Page:LeMay - Tonkourou (nouvelle édition de Les Vengeances), 1888.djvu/180

La bibliothèque libre.
Cette page a été validée par deux contributeurs.
180
tonkourou


Dans l’ombre de la nuit, trompant les sentinelles,
Comme un serpent se glisse à travers les halliers,
L’espion se glissa parmi les cavaliers
Et s’éloigna du camp, sans bruit, d’un pied alerte.

Deux heures il courut sur la route déserte.
S’arrêtant par moment pour écouter le bruit
Que pouvait apporter sur son aile la nuit,
Et collant chaque fois son oreille à la terre.

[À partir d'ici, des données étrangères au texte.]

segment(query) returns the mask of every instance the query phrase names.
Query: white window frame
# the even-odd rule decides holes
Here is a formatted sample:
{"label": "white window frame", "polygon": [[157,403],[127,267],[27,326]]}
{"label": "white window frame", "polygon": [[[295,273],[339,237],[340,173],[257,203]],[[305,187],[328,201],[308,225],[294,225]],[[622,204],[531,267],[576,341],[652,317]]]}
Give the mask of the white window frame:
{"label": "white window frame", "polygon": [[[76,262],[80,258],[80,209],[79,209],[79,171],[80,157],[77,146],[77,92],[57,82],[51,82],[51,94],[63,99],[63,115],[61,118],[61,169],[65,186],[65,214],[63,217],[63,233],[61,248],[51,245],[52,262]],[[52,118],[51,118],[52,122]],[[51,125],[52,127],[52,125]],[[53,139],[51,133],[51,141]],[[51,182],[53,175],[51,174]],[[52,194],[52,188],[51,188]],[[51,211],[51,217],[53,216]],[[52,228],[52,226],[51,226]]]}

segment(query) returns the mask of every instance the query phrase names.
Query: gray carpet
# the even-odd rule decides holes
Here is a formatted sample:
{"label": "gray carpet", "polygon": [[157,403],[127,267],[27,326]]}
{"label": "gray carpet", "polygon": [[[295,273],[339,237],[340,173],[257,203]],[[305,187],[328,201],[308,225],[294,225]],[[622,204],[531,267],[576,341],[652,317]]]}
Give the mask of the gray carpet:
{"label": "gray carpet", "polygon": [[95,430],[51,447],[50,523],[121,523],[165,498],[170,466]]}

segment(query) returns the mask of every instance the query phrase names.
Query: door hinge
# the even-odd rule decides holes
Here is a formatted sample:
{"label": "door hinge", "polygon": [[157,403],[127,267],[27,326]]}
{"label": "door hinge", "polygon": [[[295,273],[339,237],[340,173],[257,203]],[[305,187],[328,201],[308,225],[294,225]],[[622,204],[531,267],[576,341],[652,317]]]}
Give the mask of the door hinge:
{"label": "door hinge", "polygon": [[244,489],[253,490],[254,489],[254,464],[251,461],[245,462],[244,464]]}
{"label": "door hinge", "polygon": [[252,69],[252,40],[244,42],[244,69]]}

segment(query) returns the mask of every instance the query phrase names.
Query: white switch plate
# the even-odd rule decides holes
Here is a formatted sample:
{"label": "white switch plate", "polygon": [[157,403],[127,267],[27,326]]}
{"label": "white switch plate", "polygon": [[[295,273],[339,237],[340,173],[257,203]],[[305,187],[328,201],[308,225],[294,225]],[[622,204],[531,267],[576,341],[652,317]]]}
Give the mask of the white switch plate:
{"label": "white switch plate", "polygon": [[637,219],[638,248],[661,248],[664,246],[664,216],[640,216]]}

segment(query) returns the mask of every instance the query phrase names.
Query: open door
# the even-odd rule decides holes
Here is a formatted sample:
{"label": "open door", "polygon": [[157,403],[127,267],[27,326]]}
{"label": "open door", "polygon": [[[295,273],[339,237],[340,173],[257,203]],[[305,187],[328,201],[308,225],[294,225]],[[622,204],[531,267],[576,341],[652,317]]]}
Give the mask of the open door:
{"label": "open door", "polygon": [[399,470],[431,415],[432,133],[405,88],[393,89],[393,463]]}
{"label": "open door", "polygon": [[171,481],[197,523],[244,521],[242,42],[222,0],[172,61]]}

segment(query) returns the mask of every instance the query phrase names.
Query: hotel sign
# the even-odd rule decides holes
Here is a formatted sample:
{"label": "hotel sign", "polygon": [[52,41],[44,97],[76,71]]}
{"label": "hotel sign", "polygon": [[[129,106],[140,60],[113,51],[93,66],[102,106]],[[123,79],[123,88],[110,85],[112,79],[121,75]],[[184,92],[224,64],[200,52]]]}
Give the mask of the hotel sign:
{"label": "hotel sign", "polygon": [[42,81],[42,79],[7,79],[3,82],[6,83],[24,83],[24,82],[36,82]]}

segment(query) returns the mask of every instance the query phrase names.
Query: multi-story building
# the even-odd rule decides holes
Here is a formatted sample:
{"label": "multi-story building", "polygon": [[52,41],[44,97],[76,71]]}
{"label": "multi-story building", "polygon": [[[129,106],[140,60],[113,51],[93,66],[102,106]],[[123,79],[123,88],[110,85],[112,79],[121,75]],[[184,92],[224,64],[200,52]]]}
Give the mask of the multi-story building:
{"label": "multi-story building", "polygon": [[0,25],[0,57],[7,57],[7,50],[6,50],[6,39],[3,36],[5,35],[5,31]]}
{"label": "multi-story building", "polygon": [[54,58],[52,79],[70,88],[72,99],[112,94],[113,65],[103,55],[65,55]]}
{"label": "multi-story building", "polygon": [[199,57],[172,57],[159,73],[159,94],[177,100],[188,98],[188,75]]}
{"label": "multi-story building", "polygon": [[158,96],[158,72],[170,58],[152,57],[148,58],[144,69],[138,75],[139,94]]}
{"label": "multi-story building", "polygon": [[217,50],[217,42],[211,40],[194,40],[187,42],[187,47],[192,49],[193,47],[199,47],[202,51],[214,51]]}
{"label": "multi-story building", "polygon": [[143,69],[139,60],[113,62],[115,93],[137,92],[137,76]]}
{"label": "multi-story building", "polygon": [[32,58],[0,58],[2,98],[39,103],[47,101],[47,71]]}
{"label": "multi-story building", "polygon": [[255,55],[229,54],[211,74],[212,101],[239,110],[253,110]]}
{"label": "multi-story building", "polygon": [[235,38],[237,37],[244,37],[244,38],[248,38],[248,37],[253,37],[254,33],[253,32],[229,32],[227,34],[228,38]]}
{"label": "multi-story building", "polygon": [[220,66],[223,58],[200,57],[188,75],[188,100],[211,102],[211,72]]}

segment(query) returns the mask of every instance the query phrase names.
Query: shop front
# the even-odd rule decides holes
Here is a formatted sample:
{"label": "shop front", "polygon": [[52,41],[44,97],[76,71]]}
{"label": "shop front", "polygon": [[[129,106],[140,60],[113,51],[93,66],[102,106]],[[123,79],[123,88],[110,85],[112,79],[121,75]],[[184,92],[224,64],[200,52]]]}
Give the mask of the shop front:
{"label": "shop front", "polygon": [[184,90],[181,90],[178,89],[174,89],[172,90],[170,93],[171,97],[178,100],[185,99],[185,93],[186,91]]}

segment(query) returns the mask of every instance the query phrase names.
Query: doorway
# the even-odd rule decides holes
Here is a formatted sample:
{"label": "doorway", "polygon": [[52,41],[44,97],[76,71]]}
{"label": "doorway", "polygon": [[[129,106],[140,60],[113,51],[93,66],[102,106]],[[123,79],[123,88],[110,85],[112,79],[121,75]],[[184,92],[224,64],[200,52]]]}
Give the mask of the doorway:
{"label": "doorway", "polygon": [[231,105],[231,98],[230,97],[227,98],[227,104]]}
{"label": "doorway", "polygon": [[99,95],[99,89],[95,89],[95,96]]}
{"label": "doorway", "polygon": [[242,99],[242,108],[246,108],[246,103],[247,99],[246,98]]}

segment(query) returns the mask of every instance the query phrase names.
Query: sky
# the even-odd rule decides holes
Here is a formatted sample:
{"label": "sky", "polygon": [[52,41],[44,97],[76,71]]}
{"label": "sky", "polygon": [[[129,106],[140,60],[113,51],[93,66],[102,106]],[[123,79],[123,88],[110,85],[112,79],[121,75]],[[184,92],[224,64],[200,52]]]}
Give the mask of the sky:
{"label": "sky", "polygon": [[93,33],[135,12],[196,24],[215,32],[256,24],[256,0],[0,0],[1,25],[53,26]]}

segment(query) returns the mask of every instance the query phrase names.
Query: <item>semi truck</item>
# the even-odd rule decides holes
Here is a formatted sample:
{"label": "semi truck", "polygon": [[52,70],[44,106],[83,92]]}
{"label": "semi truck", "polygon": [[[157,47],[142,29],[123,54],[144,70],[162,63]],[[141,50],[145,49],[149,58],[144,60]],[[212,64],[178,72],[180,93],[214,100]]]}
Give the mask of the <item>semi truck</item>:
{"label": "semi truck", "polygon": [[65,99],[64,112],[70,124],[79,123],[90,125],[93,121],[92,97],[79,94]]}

Il tressaille soudain et sa figure austère
Prend tout à coup, dans l’ombre, un radieux aspect.
Ce bruit qu’il entend là n’a-t-il rien de suspect ?
C’est un pas empressé, quelqu’un qui se dépêche.
Il ne voit rien pourtant car la nuit l’en empêche.
L’homme arrive.
— Angleterre ou Canada ? fait-il.

— Patrie et liberté ! dit l’espion subtil.

— Ah ! tu sers mon pays avec intelligence.

— Car tu fus le pardon et je suis la vengeance.

Et les deux conjurés s’étaient dit quelques mots
Que n’avaient point ouïs les tranquilles échos.